Native. Perennial. Propagates by seeds. Time of bloom: July to September. Seed-time: August to October. Range: Massachusetts to Ontario, Illinois, and Kansas, southward to Georgia and Louisiana. Habitat: Dry soil; grasslands, waste places.

Stem very slender, erect, one to three feet tall, hairy, with a few leaves below the middle. Basal and lower leaves two to six inches long, obovate or spatulate, narrowing to short petioles, obtuse, entire or with a few shallow teeth, rough-hairy above but covered on the under side with minute, star-shaped hairs. Heads in a narrow panicle, without leafy bracts, each about a half-inch broad, light yellow, on very slender and slightly glandular pedicels; principal bracts of the involucre in one series, nearly linear, acute, with an outer row very much shorter. Achenes spindle-shaped, with a pappus of fine, brown bristles, arranged in funnel form. (Fig. 386.)

Fig. 386.  Hairy Hawkweed (Hieracium Gronovii). X 1/4.

Fig. 386. -Hairy Hawkweed (Hieracium Gronovii). X 1/4.

Two other species of Hawkweed are becoming abundant in eastern Canada and northern New York and New England. Both promptly named "King Devils" by the farmers whom they victimize. Hieracium floribundum, increasing by numerous stolons and also by flowering branches at the base; a smooth and glaucous plant except that the spatulate leaves are bristly on the margins, and sometimes on midrib and veins beneath.
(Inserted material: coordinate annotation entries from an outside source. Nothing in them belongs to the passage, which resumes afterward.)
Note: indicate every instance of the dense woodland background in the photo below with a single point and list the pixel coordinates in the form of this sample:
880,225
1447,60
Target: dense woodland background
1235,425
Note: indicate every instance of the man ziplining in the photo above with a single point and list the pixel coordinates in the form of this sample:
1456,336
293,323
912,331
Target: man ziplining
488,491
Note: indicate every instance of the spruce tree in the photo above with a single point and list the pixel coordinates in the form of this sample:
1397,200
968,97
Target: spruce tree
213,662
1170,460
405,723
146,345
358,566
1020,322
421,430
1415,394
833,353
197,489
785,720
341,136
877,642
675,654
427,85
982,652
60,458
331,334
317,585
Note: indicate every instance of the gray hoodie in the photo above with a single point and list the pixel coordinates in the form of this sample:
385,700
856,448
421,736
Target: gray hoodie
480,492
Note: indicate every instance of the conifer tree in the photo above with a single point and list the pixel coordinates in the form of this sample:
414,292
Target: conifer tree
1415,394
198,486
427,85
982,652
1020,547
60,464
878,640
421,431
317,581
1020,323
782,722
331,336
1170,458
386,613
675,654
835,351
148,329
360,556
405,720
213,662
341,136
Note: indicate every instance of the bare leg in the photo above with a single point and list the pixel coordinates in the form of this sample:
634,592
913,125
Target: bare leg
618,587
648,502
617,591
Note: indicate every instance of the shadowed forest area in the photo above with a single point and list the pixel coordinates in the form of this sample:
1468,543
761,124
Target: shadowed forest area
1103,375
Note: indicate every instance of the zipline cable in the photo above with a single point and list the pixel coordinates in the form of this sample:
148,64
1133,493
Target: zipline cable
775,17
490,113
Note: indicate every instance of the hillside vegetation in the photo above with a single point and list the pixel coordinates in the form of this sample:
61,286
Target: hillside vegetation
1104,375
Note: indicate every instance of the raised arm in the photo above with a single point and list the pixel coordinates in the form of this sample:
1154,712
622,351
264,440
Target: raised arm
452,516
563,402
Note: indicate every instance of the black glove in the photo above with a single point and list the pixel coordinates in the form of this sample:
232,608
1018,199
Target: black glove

Heads in large dense corymbs, yellow, with blackish involucres. Hieracium florentinum, springing from a short stout rootstock, with smooth, spatulate basal leaves or sometimes sparsely bristly beneath, the scape often nearly two feet tall with manyheaded yellow corymb.

Means Of Control

Prevent seed production and distribution by close cutting of flowering stalks while in early bloom. Cultivation of the soil destroys the perennial roots. Like the Orange Hawkweed these plants may be suppressed in grasslands by the use of salt.